Thanks for the detailed responses.

+ Although most reviewers believe this paper is a naive combination of existing methods, I think the contribution of proposing the U2O framework is significant, since it holds the potential to utilize a broader range of task-agnostic data to faciliate efficient task-specific training, which is especially crucial when deploying RL in many applications where task-specific data is limited.

- I'm curious about the impact on online RL fine-tuning if offline RL pretraining incorporates regularizations like DR3 to prevent feature collapse. It seems the key advantage of U2O over O2O doesn't stem from this factor.

- I agree with other reviewers that the paper may overstate some claims.

Considering the potential advantages of leveraging more task-agnositc data, I still maintain a positive score. But, due to the remaining unresolved concerns, I will maintain my score to a boardline accept.

Thank you for the detailed review. We especially appreciate the reviewer’s questions and feedback about some potential overclaims in the paper. Following the suggestion, we have conducted additional experiments with the $`kitchen-complete`$ dataset, and have revised the paper to avoid any overclaims. Please find our response below. The revisions made are marked with “$\text{\color{red}red}$” in the revised paper.

Q1. The claim made in the abstract "Do you agree that your method does not outperform O2O methods when using expert data sets?"

A1. Thanks for the feedback. While we have shown that U2O often matches or outperforms O2O across many different tasks, indeed it is not always the case, as pointed out by the reviewer and as mentioned in the conclusion section. We agree that the sentence in the abstract is not entirely accurate in its current form, and have toned it down to more accurately reflect our experimental results. Thanks again for pointing out this issue.

Regarding the question, yes, as we have previously mentioned in Section 7, we would agree that U2O would be most effective when the underlying dataset is diverse (so that the agent can learn diverse skills and rich representations), and it might not be as effective when the dataset is monolithically optimal.

Q2. "I want to know how U2O compares to O2O in Kitchen when using the "complete" data set." / "Why have you only included one experiment using exert data sets, put it in the appendix, and not explained the results in the main text?"

Thanks for the suggestion!

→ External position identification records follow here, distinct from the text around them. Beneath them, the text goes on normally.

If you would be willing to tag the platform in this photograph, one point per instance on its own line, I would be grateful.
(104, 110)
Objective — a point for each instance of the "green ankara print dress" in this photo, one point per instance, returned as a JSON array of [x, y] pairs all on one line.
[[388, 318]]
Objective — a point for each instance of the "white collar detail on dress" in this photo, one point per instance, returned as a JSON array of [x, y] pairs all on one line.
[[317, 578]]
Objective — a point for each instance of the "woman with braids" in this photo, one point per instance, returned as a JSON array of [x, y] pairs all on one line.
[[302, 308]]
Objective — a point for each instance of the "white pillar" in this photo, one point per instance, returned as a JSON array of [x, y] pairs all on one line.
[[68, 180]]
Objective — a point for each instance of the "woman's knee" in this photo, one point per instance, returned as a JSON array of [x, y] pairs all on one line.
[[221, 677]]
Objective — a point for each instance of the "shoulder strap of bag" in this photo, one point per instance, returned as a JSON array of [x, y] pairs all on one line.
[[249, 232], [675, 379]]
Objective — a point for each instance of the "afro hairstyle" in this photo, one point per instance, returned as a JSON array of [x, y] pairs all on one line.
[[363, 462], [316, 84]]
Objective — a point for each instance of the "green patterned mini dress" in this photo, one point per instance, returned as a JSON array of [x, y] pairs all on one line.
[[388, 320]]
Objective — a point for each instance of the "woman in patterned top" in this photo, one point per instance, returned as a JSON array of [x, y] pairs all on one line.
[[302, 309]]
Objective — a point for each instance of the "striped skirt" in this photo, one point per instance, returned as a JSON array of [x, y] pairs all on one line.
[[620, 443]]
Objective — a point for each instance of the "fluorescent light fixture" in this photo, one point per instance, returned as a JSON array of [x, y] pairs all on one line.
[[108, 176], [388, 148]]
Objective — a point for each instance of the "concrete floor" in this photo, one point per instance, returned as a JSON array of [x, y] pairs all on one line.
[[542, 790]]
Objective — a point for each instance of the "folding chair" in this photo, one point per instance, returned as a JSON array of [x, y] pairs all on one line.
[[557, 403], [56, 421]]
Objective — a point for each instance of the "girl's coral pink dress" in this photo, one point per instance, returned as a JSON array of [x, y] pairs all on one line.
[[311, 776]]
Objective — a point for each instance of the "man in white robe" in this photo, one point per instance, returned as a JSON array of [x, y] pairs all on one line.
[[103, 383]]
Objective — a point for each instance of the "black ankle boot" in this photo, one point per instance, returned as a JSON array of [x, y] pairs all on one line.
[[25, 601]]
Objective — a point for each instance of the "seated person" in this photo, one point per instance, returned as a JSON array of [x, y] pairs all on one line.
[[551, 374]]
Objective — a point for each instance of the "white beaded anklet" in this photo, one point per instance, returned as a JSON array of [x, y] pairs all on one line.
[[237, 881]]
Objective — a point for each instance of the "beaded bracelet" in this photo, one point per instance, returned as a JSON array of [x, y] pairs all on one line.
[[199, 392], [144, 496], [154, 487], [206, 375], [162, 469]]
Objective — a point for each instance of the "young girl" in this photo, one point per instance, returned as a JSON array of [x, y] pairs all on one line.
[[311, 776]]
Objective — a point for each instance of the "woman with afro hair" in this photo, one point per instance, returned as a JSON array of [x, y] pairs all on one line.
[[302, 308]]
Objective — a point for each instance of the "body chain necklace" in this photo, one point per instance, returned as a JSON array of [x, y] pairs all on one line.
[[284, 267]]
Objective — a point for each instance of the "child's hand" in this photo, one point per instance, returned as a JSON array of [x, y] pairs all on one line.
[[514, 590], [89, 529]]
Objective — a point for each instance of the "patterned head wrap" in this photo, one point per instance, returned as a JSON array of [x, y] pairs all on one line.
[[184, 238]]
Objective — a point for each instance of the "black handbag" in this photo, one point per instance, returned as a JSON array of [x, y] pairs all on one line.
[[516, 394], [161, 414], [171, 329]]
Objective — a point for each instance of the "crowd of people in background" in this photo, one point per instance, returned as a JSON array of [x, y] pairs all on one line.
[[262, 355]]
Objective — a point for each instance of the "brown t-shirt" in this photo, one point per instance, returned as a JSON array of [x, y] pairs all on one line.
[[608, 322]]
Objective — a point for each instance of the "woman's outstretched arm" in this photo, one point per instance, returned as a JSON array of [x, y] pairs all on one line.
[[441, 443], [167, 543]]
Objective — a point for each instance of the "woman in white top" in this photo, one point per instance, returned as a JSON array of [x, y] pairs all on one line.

While we have originally mentioned this point as a limitation in the main text (L531-L539), the experiments were limited to two tasks, $`antmaze-large`$ and $`antmaze-ultra`$. Hence, following the suggestion, we conducted additional experiments on $`kitchen-complete`$.

Normalize return in Kitchen-complete (4 seeds) \begin{array}{l|cccccc} \hline \text{Environment Steps} & 0.0 \times 10^5 & 1.0 \times 10^5 & 2.0 \times 10^5 & 3.0 \times 10^5 & 4.0 \times 10^5 & 5.0 \times 10^5 \newline \hline \text{U2O RL (Ours)} & 46.37 \pm 17.60 & 52.75 \pm 17.20 & 52.94 \pm 17.47 & 64.19 \pm 6.49 & 58.56 \pm 11.56 & 59.69 \pm 9.79 \newline \text{O2O RL} & 35.63 \pm 21.68 & 48.23 \pm 18.96 & 51.56 \pm 19.73 & 54.69 \pm 11.74 & 48.06 \pm 15.11 & 50.50 \pm 14.87 \newline \hline \end{array}

We found that, perhaps a bit unexpectedly, U2O slightly outperforms O2O on $`kitchen-complete`$. Honestly, we don't think this indicates that U2O can necessarily be better than O2O even on some monolithic datasets. Instead, we would interpret this result (and the results in Appendix A.3) as follows: even on monolithic datasets, U2O is not necessarily significantly worse than O2O (though U2O can be a bit slower at the beginning on expert-only datasets for some $`antmaze`$ tasks). We find this to be rather promising because, unlike traditional O2O, U2O does not use any task information during pre-training, and thus a single pre-trained model can be applied to many different reward functions. Hence, we believe U2O should generally be preferred to O2O if they achieve similar performances.

We thank the reviewer again for providing valuable comments and raising important points about U2O RL. We hope that our revisions have removed any potential overclaims in the revised version of the paper. We also believe the additional results with the $`kitchen-complete`$ dataset have significantly improved the paper. Please let us know if we have addressed your concerns and if so, we would be grateful if the reviewer could consider adjusting the score.

Thank you for the detailed review. We especially appreciate the reviewer’s question about the contribution of our work. Following the suggestion, we have conducted additional experiments with manipulation tasks. Please find our response below. The revisions made are marked with “$\text{\color{red}red}$” in the revised paper.

Q1. "While this paper proposes the U2O RL framework, it does not introduce any novel methods. Both the unsupervised offline RL pre-training and the online fine-tuning stages rely on existing algorithms."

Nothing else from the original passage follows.